Sensitivity Analysis

Sensitivity analysis is the study of how the uncertainty in the output of a model or system (numerical or otherwise) can be apportioned to different sources of uncertainty in its inputs. A model can be highly complex, and as a result, its relationships between inputs and outputs may be poorly understood. Some or all of the model inputs are subject to sources of uncertainty, including errors of measurement, absence of information and poor or partial understanding of the driving forces and mechanisms (Tameru, et al., 2012). This uncertainty imposes a limit on the confidence in the response or output of the model. Further, models may have to cope with the natural intrinsic variability of the system. An evaluation of the confidence in the model is critical. This requires, first, a quantification of the uncertainty in any model results (uncertainty analysis); and second, an evaluation of how much each input is contributing to the output uncertainty. Sensitivity analysis addresses the second of these issues (although uncertainty analysis is usually a necessary precursor), performing the role of ordering by importance the strength and relevance of the inputs in determining the variation in the output. In models involving many input variables, sensitivity analysis is an essential ingredient of model building and quality assurance (Tameru et al., 2012).

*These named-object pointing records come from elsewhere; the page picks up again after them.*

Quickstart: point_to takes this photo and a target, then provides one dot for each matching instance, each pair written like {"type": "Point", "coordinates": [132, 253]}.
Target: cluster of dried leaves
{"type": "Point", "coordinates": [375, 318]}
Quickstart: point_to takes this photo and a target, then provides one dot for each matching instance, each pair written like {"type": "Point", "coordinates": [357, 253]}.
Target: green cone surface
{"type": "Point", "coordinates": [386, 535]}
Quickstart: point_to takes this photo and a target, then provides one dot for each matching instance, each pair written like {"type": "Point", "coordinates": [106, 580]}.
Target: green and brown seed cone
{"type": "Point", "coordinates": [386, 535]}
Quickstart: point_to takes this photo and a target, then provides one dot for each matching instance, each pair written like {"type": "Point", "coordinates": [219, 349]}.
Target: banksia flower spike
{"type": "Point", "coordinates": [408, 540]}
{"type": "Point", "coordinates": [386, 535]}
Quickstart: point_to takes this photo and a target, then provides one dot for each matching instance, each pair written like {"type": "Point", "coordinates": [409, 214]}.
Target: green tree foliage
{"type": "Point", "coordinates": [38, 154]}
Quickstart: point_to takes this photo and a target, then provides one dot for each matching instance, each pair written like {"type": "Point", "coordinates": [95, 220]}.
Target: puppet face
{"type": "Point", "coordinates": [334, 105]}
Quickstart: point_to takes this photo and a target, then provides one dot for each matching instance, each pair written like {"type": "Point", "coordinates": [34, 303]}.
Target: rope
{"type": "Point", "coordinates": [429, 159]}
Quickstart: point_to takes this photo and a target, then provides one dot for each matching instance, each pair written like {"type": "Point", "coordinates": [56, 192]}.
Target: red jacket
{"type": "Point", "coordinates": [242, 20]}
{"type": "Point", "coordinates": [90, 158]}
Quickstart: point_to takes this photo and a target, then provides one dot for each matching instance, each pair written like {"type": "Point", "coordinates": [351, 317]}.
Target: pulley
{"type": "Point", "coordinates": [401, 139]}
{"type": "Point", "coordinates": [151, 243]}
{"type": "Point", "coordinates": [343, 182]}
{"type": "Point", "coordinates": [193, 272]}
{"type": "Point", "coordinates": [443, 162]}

Sensitivity analysis results of selected variables that were examined together with their sensitivity ranking with respect to the likelihood of COVID-19 transmission through hand contact with the face due to the face-touching frequency times per hour are given in Table 3 (a). The results of sensitivity analysis of three variables that were also examined for the sensitivity ranking for the likelihood of infection transmission through hand contact with their T-zone due to the T-zone-touching frequency times per hour are also presented in Table 3 (b). Table 3 (a) shows that the frequency of hand contact with the face times per hour for the all participants (0.58), the frequency of hands contact with the face times per hour for the males (0.55), and the frequency of hands contact with the face times per hour for the females (0.45) were strong predictors of COVID-19 transmission through hand contact with their faces. The results in Table 3 (b) indicate that the T-zone-touching frequency times per hour for all the participants (0.66), the T-zone-touching frequency times per hour for males and few females who do not wear makeup (0.62), and the T-zone-touching frequency times per hour for all the females who usually wear makeup (0.24) were strong predictors of infection transmission through hand contact with their T-zones.

Table 3.

Sensitivity ranking for the probability of COVID-19 transmission due to: (a) the face-touching frequency times per hour and (b) facial mucous membrane (T-zone)-touching frequency times per hour.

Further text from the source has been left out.